MIZIFIOS
Quem acompanha mais de perto o pop/rock carioca certamente já viu e ouviu o guitarrista Billy Brandão e o tecladista Humberto Barros em ação. Desde o fim dos anos 80, eles tem tocado em várias bandas como músicos contratados, muitas vezes ofuscando o brilho dos patrões e – mais importante – sempre fazendo seus talentos acrescentarem musicalmente às formações.

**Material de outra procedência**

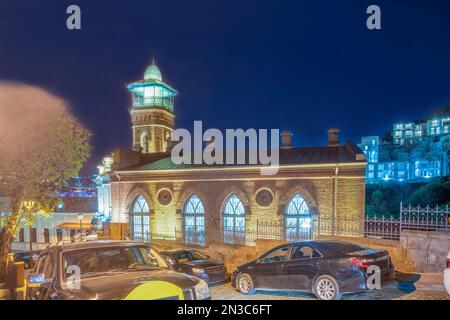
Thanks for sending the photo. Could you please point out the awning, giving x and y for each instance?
(75, 225)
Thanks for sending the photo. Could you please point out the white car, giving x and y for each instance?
(447, 275)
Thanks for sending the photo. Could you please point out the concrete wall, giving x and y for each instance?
(426, 250)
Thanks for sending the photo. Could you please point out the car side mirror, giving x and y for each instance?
(35, 280)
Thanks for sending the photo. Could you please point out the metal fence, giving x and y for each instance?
(427, 218)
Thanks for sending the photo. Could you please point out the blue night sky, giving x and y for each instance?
(298, 65)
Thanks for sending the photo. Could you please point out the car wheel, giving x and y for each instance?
(326, 288)
(245, 284)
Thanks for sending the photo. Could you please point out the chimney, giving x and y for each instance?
(333, 137)
(286, 139)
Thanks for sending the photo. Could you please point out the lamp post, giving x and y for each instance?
(80, 217)
(28, 206)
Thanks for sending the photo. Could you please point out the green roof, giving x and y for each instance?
(163, 164)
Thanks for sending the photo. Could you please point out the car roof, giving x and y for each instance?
(327, 242)
(177, 250)
(96, 244)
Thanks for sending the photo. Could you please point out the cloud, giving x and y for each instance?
(26, 115)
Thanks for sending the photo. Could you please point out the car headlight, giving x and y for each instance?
(201, 290)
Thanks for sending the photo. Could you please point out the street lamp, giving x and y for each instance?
(80, 217)
(29, 205)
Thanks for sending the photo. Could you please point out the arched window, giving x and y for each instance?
(297, 219)
(144, 142)
(233, 220)
(140, 226)
(194, 220)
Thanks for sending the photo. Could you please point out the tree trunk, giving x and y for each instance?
(5, 248)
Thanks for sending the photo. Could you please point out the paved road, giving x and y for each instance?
(388, 292)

Quando se conheceram, Humberto tocava com os Heróis
da Resistência e Billy era integrante do Buana 4. Enquanto isso, o baixista
Bruno Migliari, cinco anos mais novo, transitava entre a faculdade de música e
bandas do underground carioca, entre elas “Juliete”, não por acaso
produzida por Billy Brandão. Os gostos afins aproximaram os três, que passaram
a ser colegas em gigs, turnês, e sessões de estúdio com artistas como: Marisa
Monte, Lobão, Paulinho Moska, Leoni, Kid Abelha, Fausto Fawcett, Paulo Ricardo,
Zizi Possi, Engenheiros do Hawaii, Orlando Morais, Leo Jaime e Adriana Maciel
entre outros.
No começo do ano
retrasado, Humberto e Billy alimentavam planos de chamarem um ao outro ( e
coincidentemente Bruno ) para gravar os seus respectivos trabalhos solo, quando
surgiu a idéia de fundar os MIZIFIOS. O nome pode sugerir mais um trabalho de
fusão de pontos - de - macumba com drum’n’bass e trash metal, mas não é
nada assim que a banda toca. Sem as falácias da “pesquisa de ritmos”, sem
marketices, sem nada que não passe pela sinceridade e pelas formações
musicais - afetivas dos integrantes, o grupo pratica pop à brasileira. E nesse
rótulo - balaio cabe quase tudo que ficar entre os gostos – para usar a
expressão deles mesmos – “meio dissonantes” dos três : de Gilberto Gil a
Frank Zappa ( duas maiores paixões do guitarrista ), de Chico Buarque a David
Bowie ( duas grandes loucuras do tecladista ), e de Hermeto Pascoal a Prince (
inspirações do baixista ), passando, é claro, por Beatles e Rolling Stones.
Esse “é
claro”, entretanto, ganha imagens menos cristalinas e derretidas quando se
ouve o primeiro disco do grupo. Os Beatles que eles incorporam estão mais para
“Tomorrow Never Knows” e “I am the Walrus”. “Uma estranheza para o
bem, feliz”, redefine Humberto. Os pianos, os órgãos, uma Leslie incidental
e a atmosfera de boa parte das treze faixas possuem um “quê” psicodélico
dos discos de Sid Barrett, mas se você escutar e disser “Rita Lee e os
Mutantes”, vai acertar debaixo da língua da mosca. “A gente nasceu Mowgli
na selva Hippie dos anos 70”, explica o tecladista.
Dito assim pode até
parecer retrô. Mas os MIZIFIOS estão sintonizados com Nine Inch Nails, Beck e
o que há de mais front no novo pop: do jungle, que pontua “Quase Tudo”, aos
samplers que aparecem aqui e ali – sempre utilizados criativamente (confira o
loop de Olodum enxertado em “Sexo Competente” ), sem a rapinagem que hoje
parece ser o mais asqueroso atalho para o topo das paradas. A letra de “O Joio
e o Trigo” ( parceria de Billy e Humberto ), aliás, atira em cheio nas enganações
em alta no mercado, jogando na introdução um sampler do bom, velho e genuíno
Gilberto Gil: “Atenção bicões: gravando !”.
Outra composição
da dupla, “Nada de Novo Sob o Sol”, vê com ceticismo o ir - e - vir de
modismos no motel da fama com meio-período em promoção e higiene duvidosa.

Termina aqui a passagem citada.